Scalable Retrieval and Analysis of Simulation and Observation Data SetsK. Selçuk Candan – Professor of Computer Science and Engineering at the Arizona State University.
Abstract: Data- and model-driven computer simulations for understanding spatio-temporal dynamics of emerging phenomena are increasingly critical in various application domains, from predicting geo-temporal evolution of epidemics to helping reduce energy footprints of buildings leading to more sustainable building systems and architectural designs. These simulations track 10s or 100s of inter-dependent parameters, spanning multiple information layers and spatio-temporal frames, affected by complex dynamic processes operating at different resolutions. Consequently, the key characteristics of data sets and models relevant to these data-intensive simulations often include the following: (a) voluminous, (b) multi-variate, (c) multi-resolution, (d) spatio-temporal, and I inter-dependent. While very powerful and highly modular and flexible simulation software exists, because of the volume and complexity of the simulation data, the varying spatial and temporal scales at which the key transmission processes operate and relevant observations are made, today experts lack the means to adequately and systematically interpret observations, understand the underlying processes, and re-use of existing simulation results in new settings. In this talk, I will introduce computational challenges that arise from the need to process, index, search, and analyze, in a scalable manner, large volumes of temporal data resulting from data-intensive simulations and present some solutions.
Bio: K. SELÇUK CANDAN is a Professor of Computer Science and Engineering at the Arizona State University. He has published over 160 journal and peer-reviewed conference articles, one book on multimedia retrieval, and 16 book chapters. He has 9 patents. Prof. Candan served as an associate editor of one of the most respected database journals, the Very Large Databases (VLDB) journal. He is also in the editorial board of the IEEE Transactions on Multimedia and the Journal of Multimedia. He has served in the organization and program committees of various conferences. In 2006, he served as an organization committee member for SIGMOD’06, the flagship database conference of the ACM. In 2008, he served as a PC Chair for another leading, flagship conference of the ACM, this time focusing on multimedia research (MM’08). More recently, he served as a program committee group leader for ACM SIGMOD’10. He also serves in the review board of the Proceedings of the VLDB Endowment (PVLDB). In 2011, he served as a general co-chair for the ACM MM’11 conference. In 2012 he served as a general co-chair for ACM SIGMOD’12. He has successfully served as the PI or co-PI of numerous grants, including from the National Science Foundation, Air Force Office of Research, Army Research Office, Mellon Foundation, HP Labs, and JCI. He also served as a Visiting Research Scientist at NEC Laboratories America for over 10 years. He is a member of the Executive Committee of ACM SIGMOD and an ACM Distinguished Scientist. You can find more information about his research and an up-to-date resume at http://aria.asu.edu/candan.

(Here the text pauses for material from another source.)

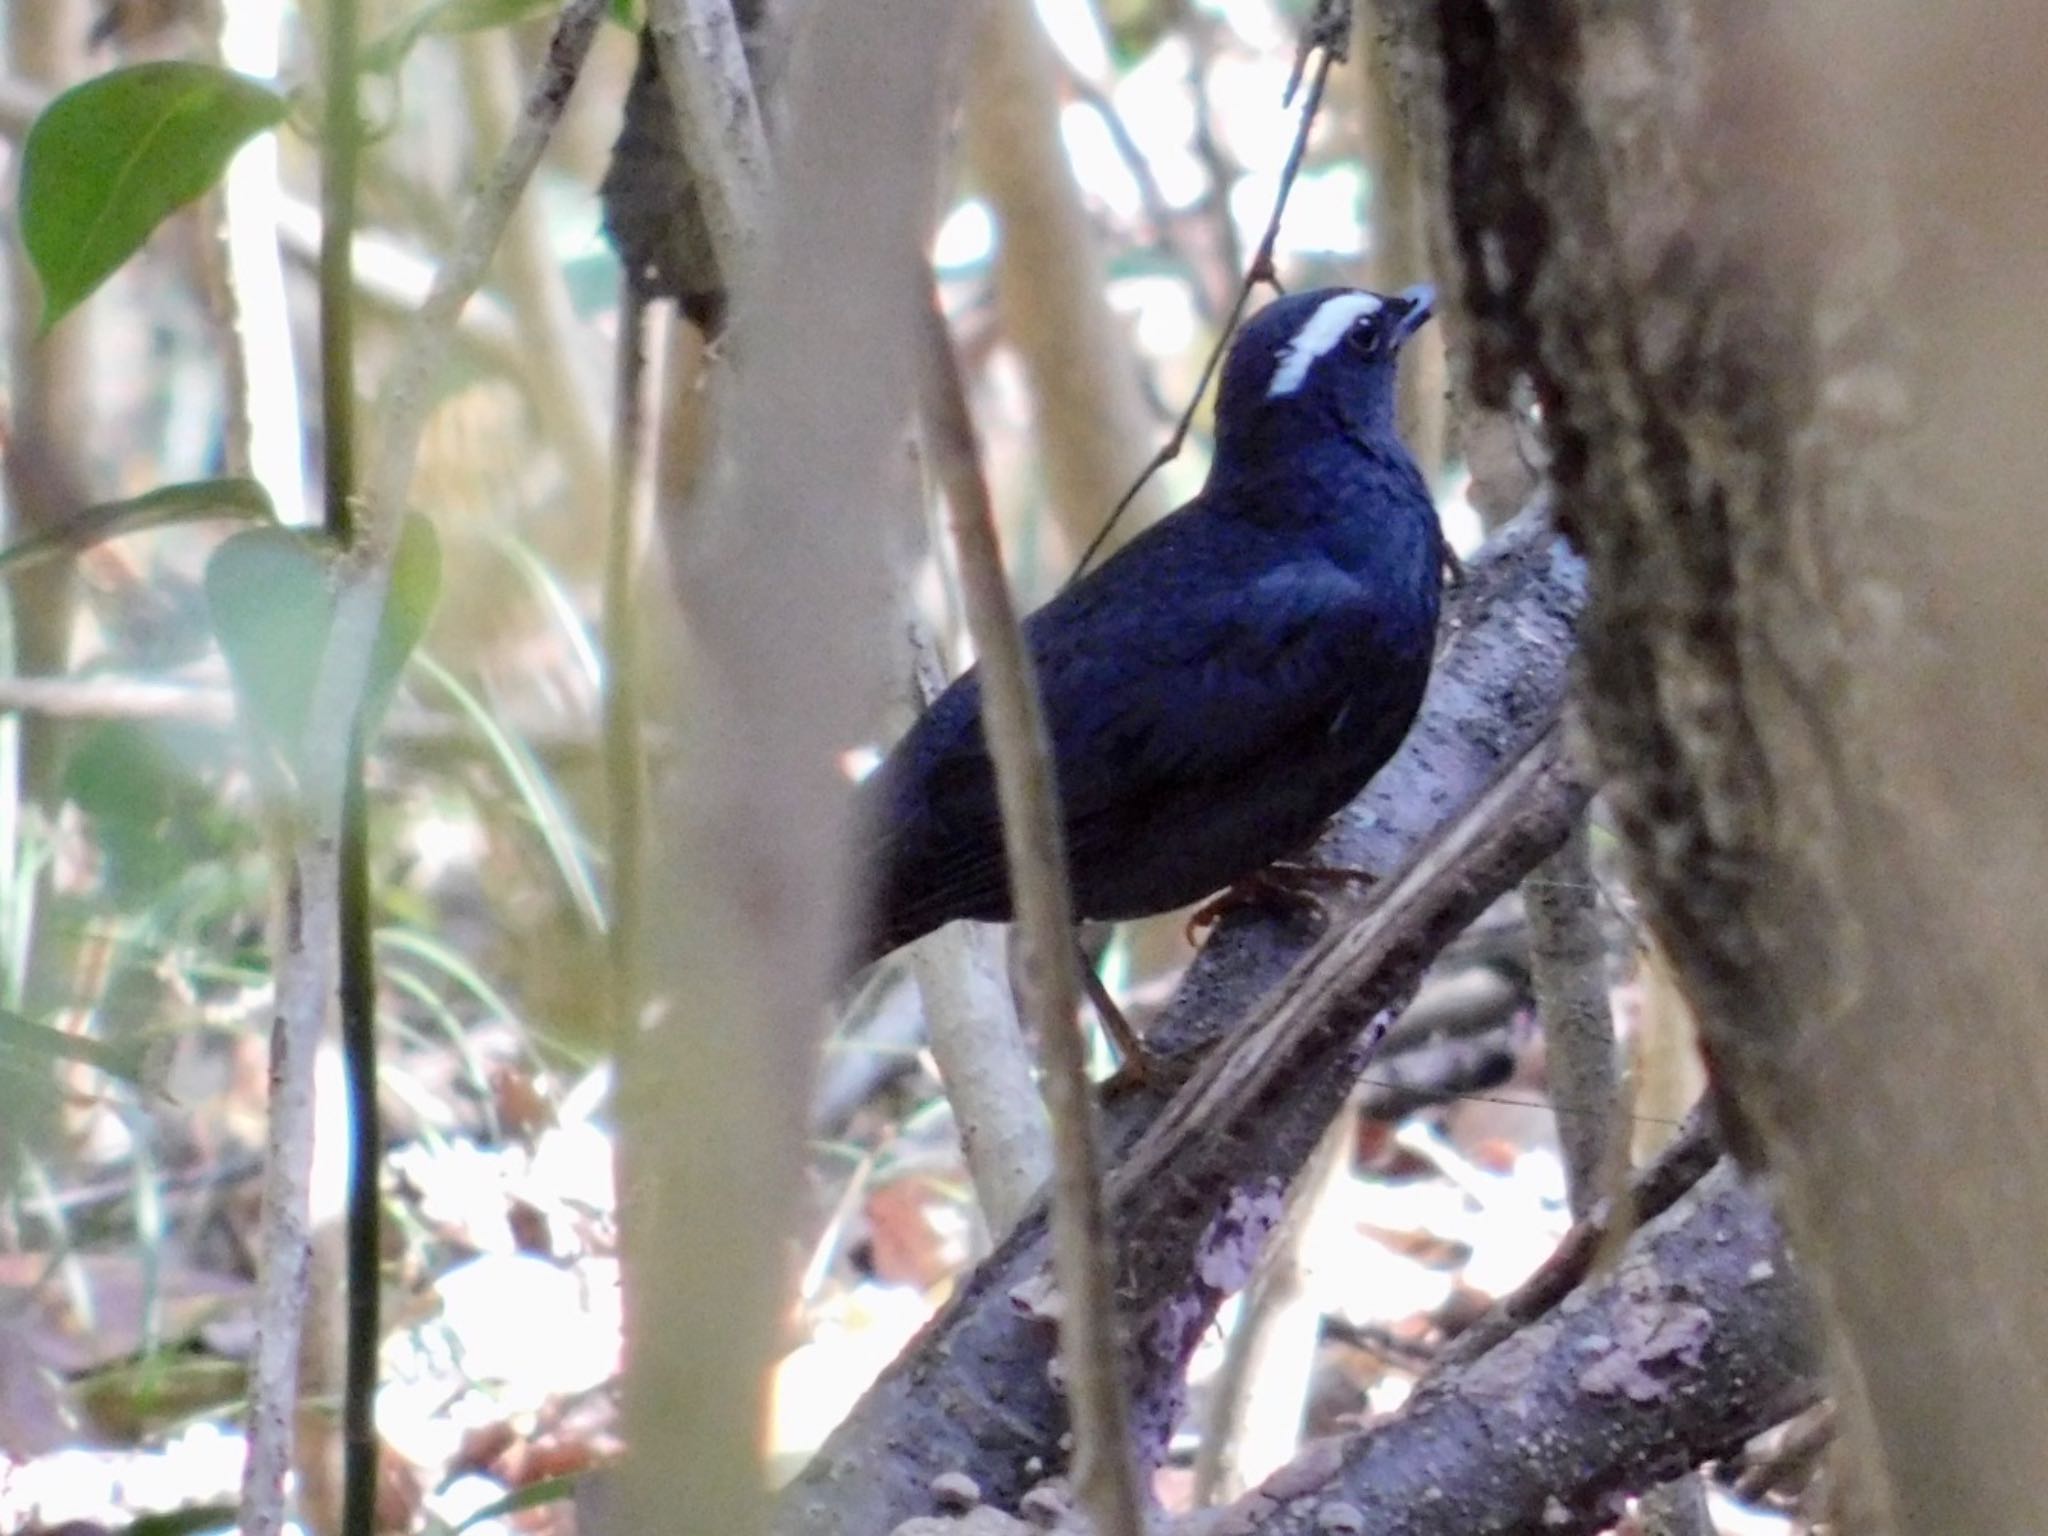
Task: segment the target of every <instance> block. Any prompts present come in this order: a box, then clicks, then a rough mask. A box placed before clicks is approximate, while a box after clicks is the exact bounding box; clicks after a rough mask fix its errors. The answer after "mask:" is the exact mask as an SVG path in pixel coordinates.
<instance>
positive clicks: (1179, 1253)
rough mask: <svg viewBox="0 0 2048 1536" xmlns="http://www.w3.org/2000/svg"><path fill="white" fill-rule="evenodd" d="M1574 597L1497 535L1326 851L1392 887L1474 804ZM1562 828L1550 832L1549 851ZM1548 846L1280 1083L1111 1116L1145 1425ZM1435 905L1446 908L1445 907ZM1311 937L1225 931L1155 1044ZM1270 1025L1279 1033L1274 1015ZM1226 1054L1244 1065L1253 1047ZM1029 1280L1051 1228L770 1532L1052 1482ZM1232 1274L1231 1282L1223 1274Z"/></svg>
mask: <svg viewBox="0 0 2048 1536" xmlns="http://www.w3.org/2000/svg"><path fill="white" fill-rule="evenodd" d="M1577 604H1579V575H1577V563H1575V561H1573V559H1571V557H1569V555H1565V553H1563V551H1561V549H1559V545H1556V541H1554V539H1552V535H1550V532H1548V528H1546V526H1544V524H1542V522H1540V520H1536V518H1532V520H1526V522H1524V524H1522V526H1518V528H1513V530H1509V532H1505V535H1503V537H1501V539H1497V541H1495V547H1493V549H1491V551H1489V555H1487V557H1485V559H1481V561H1477V563H1475V571H1473V580H1470V586H1468V590H1466V592H1464V594H1460V600H1458V602H1456V604H1454V610H1452V629H1454V639H1452V643H1450V647H1448V651H1446V655H1444V657H1442V659H1440V664H1438V674H1436V678H1434V682H1432V692H1430V700H1427V702H1425V705H1423V719H1421V721H1419V723H1417V729H1415V731H1413V733H1411V737H1409V741H1407V745H1405V748H1403V752H1401V756H1399V758H1397V760H1395V762H1393V764H1391V766H1389V768H1386V770H1382V774H1380V778H1378V780H1376V782H1374V786H1372V788H1370V791H1368V793H1366V795H1364V797H1362V799H1360V801H1358V803H1356V805H1354V807H1352V809H1350V811H1346V815H1343V817H1341V819H1339V825H1337V827H1333V831H1331V838H1329V842H1327V844H1325V856H1327V858H1331V860H1333V862H1341V864H1350V866H1362V868H1372V870H1378V872H1386V874H1391V872H1393V870H1395V868H1397V866H1399V862H1401V860H1403V858H1405V856H1411V854H1413V852H1415V850H1417V848H1419V846H1421V844H1423V842H1425V840H1427V838H1430V836H1432V834H1436V831H1438V829H1440V827H1442V825H1444V823H1446V821H1450V819H1452V817H1456V815H1458V813H1460V811H1464V809H1466V807H1470V805H1473V803H1475V801H1479V799H1481V795H1483V791H1485V788H1487V784H1489V780H1491V778H1493V776H1495V772H1499V768H1501V766H1503V762H1511V760H1513V758H1518V756H1520V754H1524V752H1528V748H1530V745H1532V741H1536V739H1538V737H1540V735H1542V731H1544V729H1546V727H1548V725H1550V723H1552V721H1554V719H1556V711H1559V705H1561V698H1563V680H1565V657H1567V655H1569V649H1571V621H1573V614H1575V612H1577ZM1577 799H1579V797H1577V795H1575V793H1565V795H1563V797H1561V803H1556V805H1552V811H1556V813H1569V805H1573V803H1577ZM1563 831H1565V823H1563V819H1559V821H1556V825H1554V834H1552V838H1550V844H1548V846H1554V842H1556V840H1561V838H1563ZM1546 850H1548V848H1546V846H1544V848H1538V846H1528V848H1522V850H1520V852H1518V856H1516V860H1509V862H1495V864H1485V870H1483V872H1485V879H1483V881H1479V883H1473V885H1462V887H1458V889H1456V891H1448V893H1446V891H1444V889H1434V893H1432V899H1436V901H1440V903H1444V905H1440V907H1436V911H1434V915H1432V918H1430V922H1427V924H1423V922H1417V924H1415V926H1413V928H1411V930H1407V934H1405V948H1401V950H1399V952H1386V954H1384V958H1386V961H1389V963H1386V965H1380V967H1372V975H1368V977H1366V985H1368V991H1370V993H1372V995H1376V997H1378V1001H1370V997H1368V995H1366V993H1354V995H1350V997H1335V999H1331V1001H1333V1004H1337V1006H1335V1008H1333V1010H1331V1014H1329V1020H1327V1028H1325V1030H1323V1032H1321V1034H1315V1036H1313V1038H1311V1040H1309V1049H1307V1051H1303V1040H1300V1038H1298V1036H1292V1038H1290V1040H1286V1042H1284V1044H1286V1047H1288V1049H1286V1051H1284V1053H1276V1055H1274V1061H1276V1063H1278V1065H1276V1071H1278V1077H1276V1081H1272V1083H1268V1085H1266V1087H1264V1090H1260V1092H1241V1094H1233V1092H1223V1094H1219V1096H1217V1098H1221V1104H1219V1102H1217V1098H1208V1100H1204V1094H1202V1090H1204V1083H1208V1085H1214V1081H1217V1073H1208V1075H1206V1077H1198V1079H1196V1081H1194V1083H1190V1087H1188V1090H1184V1094H1182V1096H1180V1098H1176V1100H1174V1104H1171V1108H1169V1112H1167V1114H1161V1100H1159V1098H1157V1096H1147V1094H1130V1096H1124V1098H1122V1100H1118V1102H1114V1104H1110V1106H1108V1110H1110V1124H1112V1128H1114V1130H1118V1133H1120V1135H1122V1143H1124V1145H1130V1141H1133V1139H1135V1137H1137V1135H1139V1133H1145V1141H1143V1145H1141V1147H1139V1151H1137V1153H1133V1155H1130V1157H1126V1159H1124V1161H1122V1165H1120V1167H1118V1169H1116V1171H1114V1174H1112V1180H1110V1196H1112V1229H1114V1231H1118V1233H1120V1235H1122V1237H1124V1253H1122V1270H1120V1292H1122V1300H1124V1317H1126V1323H1128V1325H1130V1327H1133V1331H1135V1333H1139V1331H1143V1341H1141V1348H1139V1356H1141V1358H1139V1362H1137V1364H1141V1366H1143V1368H1145V1370H1143V1378H1141V1380H1139V1391H1137V1397H1139V1413H1141V1419H1145V1423H1141V1434H1151V1436H1155V1438H1157V1434H1161V1430H1159V1425H1157V1421H1155V1419H1159V1417H1163V1415H1165V1413H1167V1409H1169V1399H1171V1393H1174V1391H1176V1389H1178V1370H1180V1360H1178V1348H1180V1343H1182V1341H1192V1337H1194V1335H1196V1333H1200V1329H1202V1327H1204V1325H1206V1319H1208V1317H1210V1315H1212V1309H1214V1305H1217V1303H1221V1298H1223V1294H1227V1288H1229V1284H1225V1282H1229V1276H1227V1274H1225V1270H1229V1268H1231V1262H1233V1260H1235V1262H1241V1264H1249V1260H1251V1255H1253V1253H1255V1237H1257V1235H1260V1229H1262V1227H1264V1225H1266V1223H1270V1219H1272V1214H1274V1212H1276V1210H1278V1192H1280V1190H1282V1188H1284V1186H1286V1182H1288V1180H1290V1178H1292V1174H1294V1171H1296V1169H1298V1167H1300V1163H1303V1161H1305V1159H1307V1155H1309V1151H1311V1149H1313V1147H1315V1143H1317V1141H1319V1137H1321V1133H1323V1126H1325V1124H1327V1122H1329V1118H1331V1116H1333V1114H1335V1110H1337V1108H1339V1104H1341V1102H1343V1096H1346V1092H1348V1087H1350V1083H1352V1081H1354V1079H1356V1075H1358V1069H1360V1065H1362V1059H1360V1055H1358V1040H1360V1032H1362V1030H1366V1028H1368V1026H1370V1022H1372V1016H1374V1014H1376V1012H1378V1010H1380V1008H1384V1006H1386V1004H1389V1001H1393V999H1395V997H1397V995H1405V991H1407V987H1409V985H1411V981H1413V975H1415V969H1417V967H1419V961H1421V958H1425V956H1427V954H1430V952H1434V946H1436V944H1440V942H1442V938H1444V936H1446V934H1444V932H1442V924H1446V922H1452V920H1454V918H1456V913H1460V911H1462V913H1466V915H1468V913H1470V911H1477V909H1479V905H1483V903H1485V899H1489V893H1495V891H1503V889H1507V885H1509V883H1511V881H1513V879H1518V877H1520V874H1522V872H1526V870H1528V868H1530V866H1532V864H1534V858H1536V856H1540V852H1546ZM1466 868H1468V870H1479V868H1481V866H1479V864H1477V862H1475V864H1473V866H1466ZM1393 889H1395V887H1393V885H1389V887H1386V889H1382V891H1378V893H1376V895H1378V897H1386V895H1389V893H1393ZM1446 895H1448V897H1454V899H1450V901H1448V903H1446ZM1346 915H1350V913H1346ZM1335 928H1337V932H1333V934H1331V942H1335V944H1341V942H1346V940H1352V938H1356V936H1358V934H1362V932H1364V930H1350V932H1346V930H1343V926H1341V920H1339V924H1335ZM1311 946H1313V936H1311V934H1307V932H1303V930H1300V928H1294V926H1288V924H1284V922H1276V920H1262V918H1247V920H1243V922H1233V924H1229V926H1227V932H1219V934H1217V936H1214V938H1212V940H1210V944H1208V946H1206V950H1204V956H1202V961H1198V965H1196V973H1194V975H1192V977H1190V981H1188V983H1186V985H1184V987H1182V993H1180V997H1176V1004H1174V1008H1171V1010H1169V1026H1171V1028H1169V1030H1167V1032H1165V1034H1163V1036H1155V1038H1161V1040H1169V1042H1171V1044H1174V1047H1176V1049H1186V1051H1196V1049H1200V1047H1202V1044H1208V1042H1214V1040H1217V1038H1221V1036H1223V1034H1225V1032H1229V1030H1233V1028H1239V1026H1243V1024H1245V1020H1247V1018H1251V1016H1253V1010H1255V1008H1257V1006H1260V1001H1262V999H1264V997H1266V993H1270V991H1272V989H1274V983H1278V981H1280V979H1282V977H1284V975H1286V973H1288V969H1290V965H1292V963H1294V961H1298V958H1300V956H1303V954H1307V952H1309V950H1311ZM1362 997H1364V999H1366V1001H1360V999H1362ZM1368 1004H1370V1006H1368ZM1360 1010H1364V1012H1362V1014H1360ZM1262 1020H1264V1022H1266V1024H1270V1022H1272V1012H1270V1010H1268V1012H1266V1014H1262ZM1239 1044H1243V1042H1239ZM1233 1055H1239V1057H1245V1059H1251V1057H1257V1051H1255V1049H1251V1051H1243V1049H1241V1051H1235V1053H1233ZM1241 1065H1243V1063H1241ZM1196 1106H1206V1108H1200V1110H1196ZM1190 1110H1194V1112H1190ZM1147 1126H1151V1130H1149V1133H1147V1130H1145V1128H1147ZM1042 1268H1044V1223H1042V1217H1032V1219H1026V1221H1024V1223H1022V1227H1020V1229H1018V1231H1016V1233H1014V1235H1012V1239H1010V1241H1006V1243H1004V1245H1001V1247H999V1249H997V1253H995V1255H993V1257H991V1260H989V1262H987V1264H983V1266H981V1268H979V1270H977V1272H975V1274H973V1278H971V1280H969V1282H967V1286H965V1288H963V1290H961V1294H958V1296H956V1298H954V1303H952V1305H950V1307H948V1309H946V1311H944V1313H942V1315H940V1317H938V1319H936V1321H934V1323H932V1325H930V1327H928V1329H926V1331H924V1335H920V1339H918V1341H915V1343H913V1346H911V1348H909V1350H907V1352H905V1356H903V1358H901V1360H897V1364H895V1366H891V1370H889V1372H887V1374H885V1376H883V1378H881V1380H879V1382H877V1384H874V1389H872V1391H870V1393H868V1395H866V1397H864V1399H862V1403H860V1405H858V1407H856V1409H854V1413H852V1415H850V1417H848V1421H846V1423H844V1425H842V1427H840V1430H838V1432H836V1434H834V1436H831V1440H829V1442H827V1444H825V1448H823V1450H821V1452H819V1456H817V1458H815V1460H813V1462H811V1466H807V1468H805V1473H803V1475H799V1479H797V1481H795V1483H793V1485H791V1487H788V1491H786V1493H784V1497H782V1503H780V1509H778V1520H776V1528H778V1530H780V1532H786V1534H788V1536H797V1534H799V1532H801V1534H803V1536H823V1534H825V1532H868V1530H889V1528H891V1526H895V1524H897V1522H901V1520H907V1518H911V1516H922V1513H928V1511H930V1507H932V1497H930V1481H932V1477H936V1475H938V1473H946V1470H965V1473H967V1475H969V1477H973V1479H975V1483H979V1485H981V1489H983V1493H985V1495H987V1497H989V1499H991V1501H995V1503H1010V1505H1014V1503H1016V1499H1018V1497H1020V1495H1022V1493H1024V1491H1026V1489H1028V1487H1030V1485H1032V1481H1036V1477H1038V1475H1042V1473H1047V1470H1055V1468H1057V1466H1059V1436H1061V1432H1063V1430H1065V1423H1063V1415H1061V1409H1059V1393H1057V1389H1055V1386H1053V1382H1051V1378H1049V1364H1051V1348H1053V1331H1051V1327H1047V1323H1044V1321H1042V1319H1040V1317H1036V1315H1034V1313H1032V1311H1030V1307H1028V1298H1030V1296H1032V1282H1036V1278H1038V1274H1040V1270H1042ZM1241 1278H1243V1272H1241V1270H1239V1274H1237V1278H1235V1282H1239V1284H1241ZM1167 1335H1171V1339H1169V1337H1167ZM1182 1335H1186V1337H1182Z"/></svg>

Visual Analytics for Interactive Subspace Similarity SearchDaniel Keim – Head of the Information Visualization and Data Analysis Research Group, University of Konstanz, Germany.

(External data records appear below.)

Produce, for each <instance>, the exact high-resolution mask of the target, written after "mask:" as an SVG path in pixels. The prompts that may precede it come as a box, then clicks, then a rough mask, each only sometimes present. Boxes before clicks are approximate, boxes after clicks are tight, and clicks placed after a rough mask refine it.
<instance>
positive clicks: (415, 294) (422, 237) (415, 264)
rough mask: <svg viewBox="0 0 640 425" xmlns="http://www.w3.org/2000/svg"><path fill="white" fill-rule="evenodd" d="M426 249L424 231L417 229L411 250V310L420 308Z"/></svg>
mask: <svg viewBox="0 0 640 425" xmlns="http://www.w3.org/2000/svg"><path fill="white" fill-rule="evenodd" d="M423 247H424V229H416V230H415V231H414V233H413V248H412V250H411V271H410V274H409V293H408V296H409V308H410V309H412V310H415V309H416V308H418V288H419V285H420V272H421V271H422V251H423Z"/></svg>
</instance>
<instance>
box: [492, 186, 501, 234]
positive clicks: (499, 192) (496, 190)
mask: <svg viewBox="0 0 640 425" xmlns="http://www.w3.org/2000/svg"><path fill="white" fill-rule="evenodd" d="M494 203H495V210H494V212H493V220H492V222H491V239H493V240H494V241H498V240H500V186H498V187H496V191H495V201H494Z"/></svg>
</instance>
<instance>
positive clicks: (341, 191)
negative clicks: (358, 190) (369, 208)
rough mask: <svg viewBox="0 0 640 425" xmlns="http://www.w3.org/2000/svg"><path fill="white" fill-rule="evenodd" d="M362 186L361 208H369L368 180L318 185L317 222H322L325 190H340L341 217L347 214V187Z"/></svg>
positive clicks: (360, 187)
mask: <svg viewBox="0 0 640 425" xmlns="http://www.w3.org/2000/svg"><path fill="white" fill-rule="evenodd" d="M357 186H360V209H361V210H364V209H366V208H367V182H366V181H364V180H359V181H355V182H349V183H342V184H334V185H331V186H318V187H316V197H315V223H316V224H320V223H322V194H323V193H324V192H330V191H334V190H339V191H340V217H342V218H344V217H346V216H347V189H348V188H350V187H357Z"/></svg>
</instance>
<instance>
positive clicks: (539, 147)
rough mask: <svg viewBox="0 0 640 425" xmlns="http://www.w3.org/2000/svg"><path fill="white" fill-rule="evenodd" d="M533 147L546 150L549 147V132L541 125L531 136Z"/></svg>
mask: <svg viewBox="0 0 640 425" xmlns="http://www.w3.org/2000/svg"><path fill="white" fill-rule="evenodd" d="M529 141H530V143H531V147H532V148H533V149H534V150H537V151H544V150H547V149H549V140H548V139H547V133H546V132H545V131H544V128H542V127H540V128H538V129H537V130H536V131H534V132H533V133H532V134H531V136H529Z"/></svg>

Abstract: In most similarity search applications, the data under consideration resides in high-dimensional data spaces, which often consist of combined features measuring different properties. In order to determine useful similarity measures, appropriate feature combinations (subspaces) of the data have to be taken into consideration, since they may show complementary, conjoint, or contradicting relations between the data items. Which subspace is best in a given application context is difficult to determine by fully automatic methods, and therefore it is important to include the human in the process and combine the creativity and general knowledge of the human with the fast searching and analysis capabilities of the computer. Visual Analytics – the combination of automated and visual methods – can help to interactively determine the most relevant subspaces and define appropriate subspace similarity measures. Subspace search algorithms guided by interestingness measures can be used to compute candidate sets of subspaces, which are then visualized to enable the user to compare and relate subspaces with respect to the involved dimensions and clusters of objects. The approach helps the understanding of high-dimensional data from different perspectives and allows a flexible definition of subspace similarity measures.

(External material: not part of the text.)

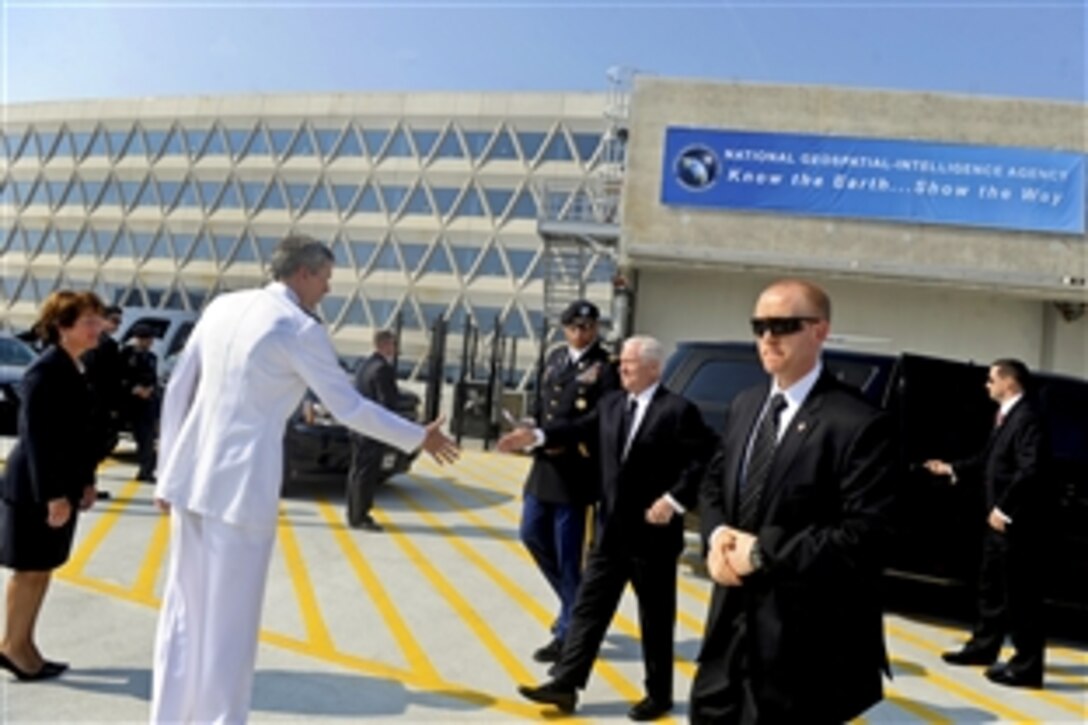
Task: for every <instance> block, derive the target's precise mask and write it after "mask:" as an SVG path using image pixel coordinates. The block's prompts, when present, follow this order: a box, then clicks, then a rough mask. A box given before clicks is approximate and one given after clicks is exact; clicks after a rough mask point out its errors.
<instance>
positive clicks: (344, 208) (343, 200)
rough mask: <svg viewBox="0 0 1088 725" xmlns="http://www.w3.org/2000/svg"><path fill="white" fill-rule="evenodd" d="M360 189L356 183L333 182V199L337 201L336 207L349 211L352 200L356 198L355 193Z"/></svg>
mask: <svg viewBox="0 0 1088 725" xmlns="http://www.w3.org/2000/svg"><path fill="white" fill-rule="evenodd" d="M358 191H359V187H358V186H356V185H355V184H333V200H334V201H335V202H336V209H337V210H338V211H349V210H350V209H351V201H353V200H354V199H355V193H356V192H358Z"/></svg>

Bio: DANIEL A. KEIM is professor and head of the Information Visualization and Data Analysis Research Group in the Computer Science Department of the University of Konstanz, Germany. He has been actively involved in data analysis and exploration, indexing, clustering, nearest neighbor and similarity search, as well as information visualization research for more than 20 years and he developed a number of techniques for an effective exploration and analysis of very large data sets. He has been program co-chair of the IEEE InfoVis and IEEE VAST as well as the ACM SIGKDD conference, and he is member of the IEEE VAST as well as EuroVis steering committees. Dr. Keim got his Ph.D. and habilitation degrees in computer science from the University of Munich. Before joining the University of Konstanz, Dr. Keim was associate professor at the University of Halle, Germany and Technology Consultant at AT&T Shannon Research Labs, NJ, USA.